According to a typical textbook picture of how volcanoes work, they erupt when magma gushes out as narrow jets from deep inside Earth. However, new research has debunked this widely held belief.
In fact, these narrow jet streams, or mantle plumes, may not even exist.
"Mantle plumes have never had a sound physical or logical basis," Don Anderson of the California Institute of Technology said in a statement.
According to the currently held theory, heat from Earth's core generates narrow jets of hot magma that gush through the mantle and to the surface. While it isn't clear exactly how these jets are created, scientists have long assumed that they exist.

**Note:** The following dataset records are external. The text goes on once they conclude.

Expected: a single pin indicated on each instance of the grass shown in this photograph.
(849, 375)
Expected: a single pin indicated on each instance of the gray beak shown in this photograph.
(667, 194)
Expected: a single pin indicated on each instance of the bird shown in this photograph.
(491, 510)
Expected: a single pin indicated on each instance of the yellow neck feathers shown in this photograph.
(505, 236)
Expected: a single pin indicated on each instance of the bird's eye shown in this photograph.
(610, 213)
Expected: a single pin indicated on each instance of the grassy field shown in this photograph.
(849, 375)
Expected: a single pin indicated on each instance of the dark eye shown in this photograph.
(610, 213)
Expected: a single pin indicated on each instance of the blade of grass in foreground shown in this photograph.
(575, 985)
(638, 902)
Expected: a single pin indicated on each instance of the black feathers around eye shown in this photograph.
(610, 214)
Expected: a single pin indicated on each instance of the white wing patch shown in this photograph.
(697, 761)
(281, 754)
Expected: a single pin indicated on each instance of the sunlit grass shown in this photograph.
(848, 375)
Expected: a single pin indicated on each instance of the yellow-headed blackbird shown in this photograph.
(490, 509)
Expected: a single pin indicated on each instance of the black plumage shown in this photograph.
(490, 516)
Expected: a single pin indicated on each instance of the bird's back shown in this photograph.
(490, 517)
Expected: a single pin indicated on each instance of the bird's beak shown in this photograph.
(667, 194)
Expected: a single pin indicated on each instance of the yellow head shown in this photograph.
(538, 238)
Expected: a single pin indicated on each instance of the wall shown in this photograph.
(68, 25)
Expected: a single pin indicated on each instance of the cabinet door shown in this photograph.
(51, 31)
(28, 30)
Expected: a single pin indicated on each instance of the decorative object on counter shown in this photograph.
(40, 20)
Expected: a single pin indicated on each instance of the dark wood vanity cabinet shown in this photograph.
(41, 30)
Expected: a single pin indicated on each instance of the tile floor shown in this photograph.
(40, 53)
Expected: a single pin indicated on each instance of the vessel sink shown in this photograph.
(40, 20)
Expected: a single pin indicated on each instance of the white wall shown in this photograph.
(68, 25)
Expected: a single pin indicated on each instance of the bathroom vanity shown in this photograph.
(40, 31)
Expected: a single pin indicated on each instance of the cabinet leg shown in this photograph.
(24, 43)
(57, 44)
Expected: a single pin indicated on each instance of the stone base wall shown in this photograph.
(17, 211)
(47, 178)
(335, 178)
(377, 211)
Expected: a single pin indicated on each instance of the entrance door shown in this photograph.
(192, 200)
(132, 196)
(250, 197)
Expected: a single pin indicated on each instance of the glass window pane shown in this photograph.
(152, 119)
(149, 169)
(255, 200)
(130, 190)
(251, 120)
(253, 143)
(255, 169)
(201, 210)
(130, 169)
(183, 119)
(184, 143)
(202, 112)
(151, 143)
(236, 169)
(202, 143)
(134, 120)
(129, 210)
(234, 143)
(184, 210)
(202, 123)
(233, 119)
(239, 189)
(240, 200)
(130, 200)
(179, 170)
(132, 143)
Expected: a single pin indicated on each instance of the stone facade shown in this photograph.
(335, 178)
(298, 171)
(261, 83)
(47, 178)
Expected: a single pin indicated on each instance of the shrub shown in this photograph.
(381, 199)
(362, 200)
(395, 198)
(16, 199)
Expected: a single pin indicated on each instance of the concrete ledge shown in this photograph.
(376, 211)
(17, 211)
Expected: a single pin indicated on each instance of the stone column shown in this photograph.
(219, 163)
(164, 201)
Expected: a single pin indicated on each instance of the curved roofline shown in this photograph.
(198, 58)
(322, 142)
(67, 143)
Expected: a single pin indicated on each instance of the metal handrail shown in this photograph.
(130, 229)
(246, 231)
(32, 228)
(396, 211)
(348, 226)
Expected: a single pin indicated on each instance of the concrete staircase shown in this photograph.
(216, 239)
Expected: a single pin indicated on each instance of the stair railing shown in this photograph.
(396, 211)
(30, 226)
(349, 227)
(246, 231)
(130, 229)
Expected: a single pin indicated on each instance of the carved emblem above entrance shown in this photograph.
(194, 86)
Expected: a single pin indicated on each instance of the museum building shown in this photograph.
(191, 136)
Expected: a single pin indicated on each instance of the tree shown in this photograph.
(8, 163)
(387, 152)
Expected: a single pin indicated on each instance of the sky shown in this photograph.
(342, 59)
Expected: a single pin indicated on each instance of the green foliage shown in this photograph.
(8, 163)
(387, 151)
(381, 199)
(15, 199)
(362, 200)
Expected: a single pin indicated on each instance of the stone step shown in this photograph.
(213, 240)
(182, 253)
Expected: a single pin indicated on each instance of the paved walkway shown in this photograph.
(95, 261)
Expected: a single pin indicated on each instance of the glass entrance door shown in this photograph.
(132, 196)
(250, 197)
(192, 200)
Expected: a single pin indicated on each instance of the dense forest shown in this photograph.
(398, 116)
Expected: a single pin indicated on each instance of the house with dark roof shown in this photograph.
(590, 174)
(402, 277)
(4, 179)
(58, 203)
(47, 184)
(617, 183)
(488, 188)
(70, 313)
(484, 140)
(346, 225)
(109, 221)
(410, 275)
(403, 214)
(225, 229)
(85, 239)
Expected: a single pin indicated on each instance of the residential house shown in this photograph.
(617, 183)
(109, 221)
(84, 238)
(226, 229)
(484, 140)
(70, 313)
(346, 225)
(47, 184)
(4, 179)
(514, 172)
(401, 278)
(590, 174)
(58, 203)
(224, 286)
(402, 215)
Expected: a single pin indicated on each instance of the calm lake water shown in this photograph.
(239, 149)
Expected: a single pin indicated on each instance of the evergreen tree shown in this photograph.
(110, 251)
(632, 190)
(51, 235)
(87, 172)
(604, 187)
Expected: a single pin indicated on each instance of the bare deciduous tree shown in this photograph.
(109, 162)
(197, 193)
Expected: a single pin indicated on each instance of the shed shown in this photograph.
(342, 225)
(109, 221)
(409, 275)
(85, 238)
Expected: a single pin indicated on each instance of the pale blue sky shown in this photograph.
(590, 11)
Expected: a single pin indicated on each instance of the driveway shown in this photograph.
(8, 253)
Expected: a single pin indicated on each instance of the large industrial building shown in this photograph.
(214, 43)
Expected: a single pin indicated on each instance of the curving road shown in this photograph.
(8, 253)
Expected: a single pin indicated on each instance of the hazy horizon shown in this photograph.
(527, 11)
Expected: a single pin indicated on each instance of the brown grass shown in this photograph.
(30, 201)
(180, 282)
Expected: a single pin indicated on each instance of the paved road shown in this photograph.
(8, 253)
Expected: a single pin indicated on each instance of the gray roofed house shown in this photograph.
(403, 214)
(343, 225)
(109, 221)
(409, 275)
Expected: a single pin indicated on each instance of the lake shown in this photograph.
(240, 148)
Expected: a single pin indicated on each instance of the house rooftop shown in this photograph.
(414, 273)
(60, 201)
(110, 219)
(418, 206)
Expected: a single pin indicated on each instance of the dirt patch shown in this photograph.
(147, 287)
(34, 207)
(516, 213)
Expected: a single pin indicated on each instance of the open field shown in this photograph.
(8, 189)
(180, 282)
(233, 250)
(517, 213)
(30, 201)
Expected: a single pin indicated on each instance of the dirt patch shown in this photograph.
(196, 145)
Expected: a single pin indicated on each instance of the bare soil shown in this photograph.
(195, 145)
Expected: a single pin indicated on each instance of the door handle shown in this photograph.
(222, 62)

Supposedly they are no more than 300 kilometers wide and located almost 3,000 kilometers underground - nearly halfway to the planet's center.
"Much of solid-Earth science for the past 20 years - and large amounts of money - have been spent looking for elusive narrow mantle plumes that wind their way upward through the mantle," Anderson explained.
Instead, researchers behind this latest study - published in the journal Proceedings of the National Academy of Sciences - argue that there are broad upwellings, rather than narrow jets, driving volcanic behavior.
After analyzing global seismic activity, the research team failed to find evidence of mantle plumes, but did discover large, slow, upward-moving chunks of mantle a thousand kilometers wide. Anderson describes their behavior like that of a lava lamp, in which the heat that is transferred upward via jets - like blobs of wax - is balanced by the slower downward motion of cooled, broad, uniform chunks of mantle.
"What's new is incredibly simple: upwellings in the mantle are thousands of kilometers across," Anderson said.
While this may not seem like a huge revelation, it disproves what scientists had long believed about the mechanisms behind a volcanic eruption. What is driving this motion is not heat from the core, but cooling at Earth's surface. This cooling and plate tectonics drives mantle convection, the cooling of the core, and Earth's magnetic field - volcanoes are simply a side effect.
Still, some continue to support the mantle plume theory. Another recent study even claims that this phenomenon can crack continents under certain conditions, contributing to the distribution of land across Earth's oceans that we see today.